まずは認知バイアスの基本的な意味を見ていきましょう。

バイアス(bias)の意味は「偏り」

そもそもバイアス(bias)とは、布などに対して斜めであることの他、先入観、偏見、また調査の回答に偏りを生じさせる要因を指す言葉です。

認知バイアスとは、思い込みや経験により非合理的な判断をすることを指す心理学用語

そして認知バイアスとは、自分の思い込みや周囲の環境、これまでの経験といった要因により、非合理的な判断をしてしまう心理現象です。

例えば、「良かれと思ってやった行動が、相手に迷惑をかけた」「『1万円』の値札に二重線が引かれ『5,000円』と書かれた商品を『お得だ』と思い購入した」といった行動は、認知バイアスによって引き起こされていると言えます。
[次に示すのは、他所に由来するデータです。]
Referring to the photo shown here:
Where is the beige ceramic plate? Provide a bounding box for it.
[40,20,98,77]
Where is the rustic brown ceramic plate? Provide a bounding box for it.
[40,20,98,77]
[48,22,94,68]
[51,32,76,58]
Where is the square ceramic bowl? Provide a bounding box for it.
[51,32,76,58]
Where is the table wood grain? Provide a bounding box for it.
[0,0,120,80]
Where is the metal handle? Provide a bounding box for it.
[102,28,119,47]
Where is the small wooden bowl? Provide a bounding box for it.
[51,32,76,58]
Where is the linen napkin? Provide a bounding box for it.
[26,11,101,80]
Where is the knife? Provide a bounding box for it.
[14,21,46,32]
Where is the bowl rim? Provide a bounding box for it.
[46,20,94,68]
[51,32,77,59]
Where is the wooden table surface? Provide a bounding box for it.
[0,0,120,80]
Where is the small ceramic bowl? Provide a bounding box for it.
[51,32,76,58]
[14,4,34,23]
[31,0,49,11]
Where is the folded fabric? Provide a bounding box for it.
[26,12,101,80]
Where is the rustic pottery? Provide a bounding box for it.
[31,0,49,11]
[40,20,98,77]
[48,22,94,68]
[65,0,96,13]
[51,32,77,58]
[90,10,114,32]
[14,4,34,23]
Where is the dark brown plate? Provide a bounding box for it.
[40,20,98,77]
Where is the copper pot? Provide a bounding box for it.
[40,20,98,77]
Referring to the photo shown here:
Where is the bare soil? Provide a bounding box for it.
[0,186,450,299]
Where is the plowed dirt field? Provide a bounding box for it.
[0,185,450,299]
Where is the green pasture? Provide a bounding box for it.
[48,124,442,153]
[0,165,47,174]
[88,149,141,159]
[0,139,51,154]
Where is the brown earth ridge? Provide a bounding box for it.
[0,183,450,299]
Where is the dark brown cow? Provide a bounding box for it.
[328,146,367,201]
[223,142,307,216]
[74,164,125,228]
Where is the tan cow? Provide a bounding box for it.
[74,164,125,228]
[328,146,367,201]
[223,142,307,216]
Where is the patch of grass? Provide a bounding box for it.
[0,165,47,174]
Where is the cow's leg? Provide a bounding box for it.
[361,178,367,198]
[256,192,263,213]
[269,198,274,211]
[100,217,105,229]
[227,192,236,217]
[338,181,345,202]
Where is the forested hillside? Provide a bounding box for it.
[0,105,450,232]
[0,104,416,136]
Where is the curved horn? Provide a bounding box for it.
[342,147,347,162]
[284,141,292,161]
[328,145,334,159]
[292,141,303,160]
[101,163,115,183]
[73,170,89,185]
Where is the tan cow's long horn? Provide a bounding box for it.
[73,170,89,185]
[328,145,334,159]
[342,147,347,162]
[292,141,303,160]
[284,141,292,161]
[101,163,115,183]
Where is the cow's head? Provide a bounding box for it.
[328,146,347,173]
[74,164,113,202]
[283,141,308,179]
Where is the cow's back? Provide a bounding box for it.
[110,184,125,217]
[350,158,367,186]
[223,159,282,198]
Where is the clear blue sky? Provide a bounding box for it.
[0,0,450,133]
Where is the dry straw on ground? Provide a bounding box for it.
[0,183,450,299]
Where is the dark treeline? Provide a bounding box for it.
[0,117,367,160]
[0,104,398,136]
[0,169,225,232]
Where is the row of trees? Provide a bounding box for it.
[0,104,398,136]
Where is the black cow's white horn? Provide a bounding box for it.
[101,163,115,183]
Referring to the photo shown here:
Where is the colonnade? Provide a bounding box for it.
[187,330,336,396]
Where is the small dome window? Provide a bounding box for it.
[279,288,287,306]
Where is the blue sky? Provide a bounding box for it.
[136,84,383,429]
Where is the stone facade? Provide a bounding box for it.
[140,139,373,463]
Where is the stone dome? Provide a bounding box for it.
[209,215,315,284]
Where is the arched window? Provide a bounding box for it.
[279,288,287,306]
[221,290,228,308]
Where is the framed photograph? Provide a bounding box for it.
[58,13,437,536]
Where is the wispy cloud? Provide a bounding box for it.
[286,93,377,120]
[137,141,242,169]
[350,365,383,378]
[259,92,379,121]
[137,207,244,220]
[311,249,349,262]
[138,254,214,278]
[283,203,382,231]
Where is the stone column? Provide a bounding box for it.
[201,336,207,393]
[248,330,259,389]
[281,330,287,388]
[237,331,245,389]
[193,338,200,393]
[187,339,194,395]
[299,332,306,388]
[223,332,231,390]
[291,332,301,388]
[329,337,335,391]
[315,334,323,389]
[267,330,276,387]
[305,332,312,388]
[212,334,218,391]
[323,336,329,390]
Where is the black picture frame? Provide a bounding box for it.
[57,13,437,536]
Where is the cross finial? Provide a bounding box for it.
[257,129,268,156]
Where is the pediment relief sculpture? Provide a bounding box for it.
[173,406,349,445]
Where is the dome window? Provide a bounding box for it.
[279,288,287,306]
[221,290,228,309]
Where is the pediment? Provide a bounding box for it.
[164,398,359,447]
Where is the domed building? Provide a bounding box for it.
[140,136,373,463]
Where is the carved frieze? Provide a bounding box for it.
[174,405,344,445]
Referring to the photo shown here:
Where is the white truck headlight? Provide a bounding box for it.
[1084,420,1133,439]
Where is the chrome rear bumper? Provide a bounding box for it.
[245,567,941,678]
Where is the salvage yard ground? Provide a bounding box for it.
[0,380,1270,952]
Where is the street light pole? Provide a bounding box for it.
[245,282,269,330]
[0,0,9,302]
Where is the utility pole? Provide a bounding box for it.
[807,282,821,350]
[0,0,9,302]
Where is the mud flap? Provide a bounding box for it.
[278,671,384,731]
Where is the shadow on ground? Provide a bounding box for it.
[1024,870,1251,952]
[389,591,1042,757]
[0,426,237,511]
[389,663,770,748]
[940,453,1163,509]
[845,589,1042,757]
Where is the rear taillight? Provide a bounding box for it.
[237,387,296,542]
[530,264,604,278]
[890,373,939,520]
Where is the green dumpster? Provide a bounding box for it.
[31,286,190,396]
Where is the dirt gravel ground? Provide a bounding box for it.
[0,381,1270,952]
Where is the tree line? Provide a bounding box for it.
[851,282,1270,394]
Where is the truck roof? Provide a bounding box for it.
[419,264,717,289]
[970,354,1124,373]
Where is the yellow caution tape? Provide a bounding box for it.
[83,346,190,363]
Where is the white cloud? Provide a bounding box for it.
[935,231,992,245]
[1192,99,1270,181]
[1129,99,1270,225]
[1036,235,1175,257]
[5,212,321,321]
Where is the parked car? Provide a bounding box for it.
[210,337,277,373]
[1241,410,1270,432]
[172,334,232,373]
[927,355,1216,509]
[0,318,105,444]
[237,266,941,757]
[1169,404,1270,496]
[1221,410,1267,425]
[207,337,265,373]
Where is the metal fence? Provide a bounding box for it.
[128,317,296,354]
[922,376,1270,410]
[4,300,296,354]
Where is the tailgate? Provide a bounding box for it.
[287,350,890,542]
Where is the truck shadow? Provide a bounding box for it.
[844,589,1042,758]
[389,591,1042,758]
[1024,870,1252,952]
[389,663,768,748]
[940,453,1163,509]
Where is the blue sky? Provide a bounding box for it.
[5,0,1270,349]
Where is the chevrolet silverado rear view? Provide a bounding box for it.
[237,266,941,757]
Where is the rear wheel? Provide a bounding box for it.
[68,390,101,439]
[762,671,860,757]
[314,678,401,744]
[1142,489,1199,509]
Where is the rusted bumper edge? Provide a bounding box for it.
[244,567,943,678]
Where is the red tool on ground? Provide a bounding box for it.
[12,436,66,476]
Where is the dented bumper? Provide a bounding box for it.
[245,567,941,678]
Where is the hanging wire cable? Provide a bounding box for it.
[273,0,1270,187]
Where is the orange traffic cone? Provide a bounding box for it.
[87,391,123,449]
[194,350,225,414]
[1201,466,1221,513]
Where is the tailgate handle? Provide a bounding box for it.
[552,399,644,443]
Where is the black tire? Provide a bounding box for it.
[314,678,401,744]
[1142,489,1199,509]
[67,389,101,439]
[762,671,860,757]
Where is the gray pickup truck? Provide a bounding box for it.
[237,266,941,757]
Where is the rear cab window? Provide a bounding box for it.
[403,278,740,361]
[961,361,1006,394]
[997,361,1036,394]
前者は、自分の思い込みや偏った常識から引き起こされたもの。また、後者は認知バイアスを使ったマーケティング手法によって引き起こされたものかもしれません。販売者は、意図的に定価を引き上げることで、格安に見える効果を狙った可能性があります。

このように、認知バイアスは日常にあふれています。その仕組みを理解することで仕事や人間関係を円滑にできるようになることでしょう。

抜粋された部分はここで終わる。